Sharing the caring: Senior Lecturer Sebastian Sobek

Sebastian Sobek with his child.

Nature of your work.

Senior Lecturer at Uppsala University. Research and teaching. Leading a research team of about 10 persons, and supervising their work. Administration.

Career as a researcher.

  • 2005 PhD in Sweden (Uppsala University).
  • 2006-2009 Post-doc in Switzerland (Swiss Federal Institute of Technology (ETH Zurich), and Swiss Federal Institute of Aquatic Science and Technology (Eawag)).
  • 2009 Researcher at Swedish University of Agricultural Sciences.
  • 2010-2014 Assistant Professor, Uppsala University.
  • Since 2014 Senior Lecturer, Uppsala University.
  • Several major grants as PI since 2010, most notably an ERC starting grant in 2013.

Your family commitments.

3 children (born 2004, 2007 and 2010). Family duties shared with my wife (also a scientist). Since my wife is commuting for work to another city, I am taking care of day-to-day family routines 4 days per week (delivering and picking up kids at school, preparing dinner, coordination of afternoon activities, etc).
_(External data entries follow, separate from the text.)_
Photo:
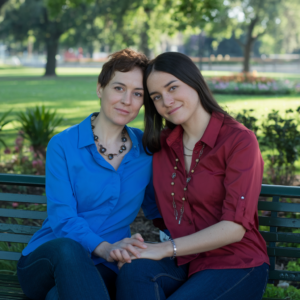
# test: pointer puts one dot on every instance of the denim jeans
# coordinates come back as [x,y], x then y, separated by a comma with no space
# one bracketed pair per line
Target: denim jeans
[157,280]
[64,268]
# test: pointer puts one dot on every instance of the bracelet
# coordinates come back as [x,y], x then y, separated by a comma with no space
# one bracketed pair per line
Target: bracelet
[174,248]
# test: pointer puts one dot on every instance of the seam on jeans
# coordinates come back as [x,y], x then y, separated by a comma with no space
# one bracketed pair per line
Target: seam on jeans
[264,289]
[247,275]
[156,291]
[167,275]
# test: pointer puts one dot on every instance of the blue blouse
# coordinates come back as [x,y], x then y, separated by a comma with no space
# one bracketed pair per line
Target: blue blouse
[87,199]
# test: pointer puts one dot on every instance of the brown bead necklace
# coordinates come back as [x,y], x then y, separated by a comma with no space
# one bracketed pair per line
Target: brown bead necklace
[184,198]
[102,149]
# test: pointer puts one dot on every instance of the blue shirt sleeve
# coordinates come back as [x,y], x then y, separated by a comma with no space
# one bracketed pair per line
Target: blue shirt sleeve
[61,201]
[149,205]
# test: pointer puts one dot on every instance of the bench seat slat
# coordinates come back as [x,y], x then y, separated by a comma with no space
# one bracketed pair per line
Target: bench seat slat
[280,190]
[280,237]
[18,229]
[284,252]
[15,238]
[27,180]
[280,222]
[278,206]
[23,214]
[23,198]
[7,255]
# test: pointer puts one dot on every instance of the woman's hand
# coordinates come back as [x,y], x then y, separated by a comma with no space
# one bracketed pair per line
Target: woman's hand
[153,251]
[122,250]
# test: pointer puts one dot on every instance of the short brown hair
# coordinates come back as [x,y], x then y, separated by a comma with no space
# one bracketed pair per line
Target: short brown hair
[123,61]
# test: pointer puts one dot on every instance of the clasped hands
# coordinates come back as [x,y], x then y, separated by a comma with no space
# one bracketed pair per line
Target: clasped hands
[129,249]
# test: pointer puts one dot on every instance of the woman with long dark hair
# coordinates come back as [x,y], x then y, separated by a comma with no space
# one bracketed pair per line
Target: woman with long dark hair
[207,175]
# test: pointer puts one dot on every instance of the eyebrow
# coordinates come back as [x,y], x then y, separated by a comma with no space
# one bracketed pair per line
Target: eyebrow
[164,87]
[120,83]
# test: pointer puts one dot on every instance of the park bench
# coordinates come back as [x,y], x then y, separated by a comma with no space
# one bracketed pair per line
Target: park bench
[16,233]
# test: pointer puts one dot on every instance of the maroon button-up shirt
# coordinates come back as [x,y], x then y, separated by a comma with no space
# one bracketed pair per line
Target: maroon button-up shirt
[225,186]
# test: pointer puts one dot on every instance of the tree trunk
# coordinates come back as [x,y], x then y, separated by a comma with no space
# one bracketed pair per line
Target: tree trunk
[52,47]
[247,54]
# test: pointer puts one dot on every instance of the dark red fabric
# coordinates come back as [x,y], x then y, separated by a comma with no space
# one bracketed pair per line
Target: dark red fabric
[225,186]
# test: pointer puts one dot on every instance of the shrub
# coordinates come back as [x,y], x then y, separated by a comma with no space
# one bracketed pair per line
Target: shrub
[38,126]
[3,122]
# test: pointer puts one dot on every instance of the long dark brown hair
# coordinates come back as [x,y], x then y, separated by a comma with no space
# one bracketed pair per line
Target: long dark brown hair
[182,67]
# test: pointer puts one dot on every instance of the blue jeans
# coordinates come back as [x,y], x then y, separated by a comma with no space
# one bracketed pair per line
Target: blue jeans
[64,268]
[157,280]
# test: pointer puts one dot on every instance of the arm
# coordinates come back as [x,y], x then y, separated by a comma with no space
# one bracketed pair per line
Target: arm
[62,206]
[243,183]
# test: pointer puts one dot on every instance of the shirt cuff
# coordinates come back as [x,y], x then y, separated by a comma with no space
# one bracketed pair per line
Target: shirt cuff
[91,241]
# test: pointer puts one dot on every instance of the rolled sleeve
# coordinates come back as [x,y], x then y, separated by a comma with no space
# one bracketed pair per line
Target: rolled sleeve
[61,202]
[243,180]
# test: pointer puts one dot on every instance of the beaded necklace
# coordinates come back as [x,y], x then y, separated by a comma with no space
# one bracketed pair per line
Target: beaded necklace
[102,149]
[185,186]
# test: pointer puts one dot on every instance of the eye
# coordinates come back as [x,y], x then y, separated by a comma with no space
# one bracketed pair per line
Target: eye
[156,98]
[118,88]
[138,94]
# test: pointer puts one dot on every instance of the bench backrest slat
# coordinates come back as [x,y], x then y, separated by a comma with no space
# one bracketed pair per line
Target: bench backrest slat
[9,255]
[23,198]
[23,214]
[284,252]
[278,206]
[19,229]
[281,237]
[15,238]
[279,222]
[268,190]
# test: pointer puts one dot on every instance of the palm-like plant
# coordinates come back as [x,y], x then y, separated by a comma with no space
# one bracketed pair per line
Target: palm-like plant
[3,122]
[38,126]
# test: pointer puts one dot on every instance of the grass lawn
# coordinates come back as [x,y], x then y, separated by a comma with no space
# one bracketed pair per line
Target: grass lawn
[73,95]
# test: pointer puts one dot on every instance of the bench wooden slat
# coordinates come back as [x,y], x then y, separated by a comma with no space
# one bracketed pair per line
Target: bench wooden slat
[279,222]
[23,198]
[28,180]
[284,275]
[280,237]
[23,214]
[15,238]
[9,255]
[269,190]
[284,252]
[278,206]
[18,229]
How do you balance your work and family commitments?

This is very difficult and was so particularly before I got a permanent position. Since my working day finishes early (at 16) on 4 of 5 days, I compensate by working in evenings. Most importantly, however, I was working 80% since the birth of the first child (2004) and until 2015; now, children are big enough to take own responsibility, but also evening working has increased since then. My wife is also working 80% but is stuck in a similar dilemma of evening work.

I was also on full-time parental leave with each of the three kids when they were small, for a total of 1.5 years. This time was shared quite equally between my wife and me. In total, I have spent corresponding to 33 months full-time on parental leave.

What has helped you?

Personal choices

  • Family first.
  • Part-time work (80%).

Policies

  • Parental leave possible for men in Sweden.
  • Child care system very well-developed.
  • Part-time work for family reasons was possible because of an understanding professor (Switzerland) or national laws (Sweden).
  • Parental leave is discounted when scientific productivity is calculated, for grant applications, position eligibilities, etc.
  • Nothing important (meetings, lectures etc) before 8 and after 16 (in Sweden).

Informal support

  • Academic leadership: encouragement from professors to take family responsibilities
  • Senior male scientists as role models.
  • Understanding and tolerance from colleagues (meetings, sick leaves, etc).
  • My wife’s determination.

What has hindered you?

Apparently, nothing has hindered me directly, I have been successful in combining a research career with taking family responsibility and developing good relationships with my children. But of course, the absence of any of the points mentioned at the previous point would have hindered me.

The culture in Switzerland was less open to allowing men to take family responsibility (according to national law, fathers get only 2 days off from work when they get a child), so there could have been many hinders on my way, if I wouldn’t have a had such an understanding and supportive boss (professor). He said: children are important and take time. This was a very important case of academic leadership towards equal opportunities (meaning that also men get the opportunity to spend time with their children).

What have been the most difficult moments in your career considering family and work life balance?

There are many. Whenever work load culminates, or family duties culminate. I try then to remember my first decision when deciding to have kids (family first, work second) and juggle my way through. Difficult of course, but I profit also from my partner being in the same business and recognizing these situations, so we generally support each other well during peaks.

Very difficult in general are also job transitions because the uncertainty they involve is not really compatible with the family (e.g. moves). And all difficulties are enlarged by being on temporary employments, i.e. under permanent pressure to perform and out-compete others.

What is your experience of sharing family-care: (a) in your everyday life, (b) during field works, and (c) during secondments?

  • It works quite alright unless routines are failing because of sickness, special events, culminating work load etc.
  • Someone (e.g. grandparents) need to replace me when I go on extended field trips. Short field campaigns can be backed up by my wife stepping in and taking 100% responsibilities for these days.
  • The postdoc period in Switzerland was a common family project (my wife also did her post-doc there). I spent two months with a research group in Brazil, and the family followed me there for this period.

Your advice for others.

For more men to take more responsibilities for their families, and thereby allow for better career opportunities for their female partners, the female partners should be clear with what they want from the beginning. My wife’s determination and support has been very important for me.

Also: there are great benefits with combining family and a scientific career!

  • Increased time efficiency, better capacity to prioritize and manage time.
  • The time I spent with the children has helped me tremendously to improve my social and group leading skills, which have turned out to be very important in my professional life. This skill (typically called a soft skill) is absolutely key to leading my research team, and there is no better school for group leadership than running a family.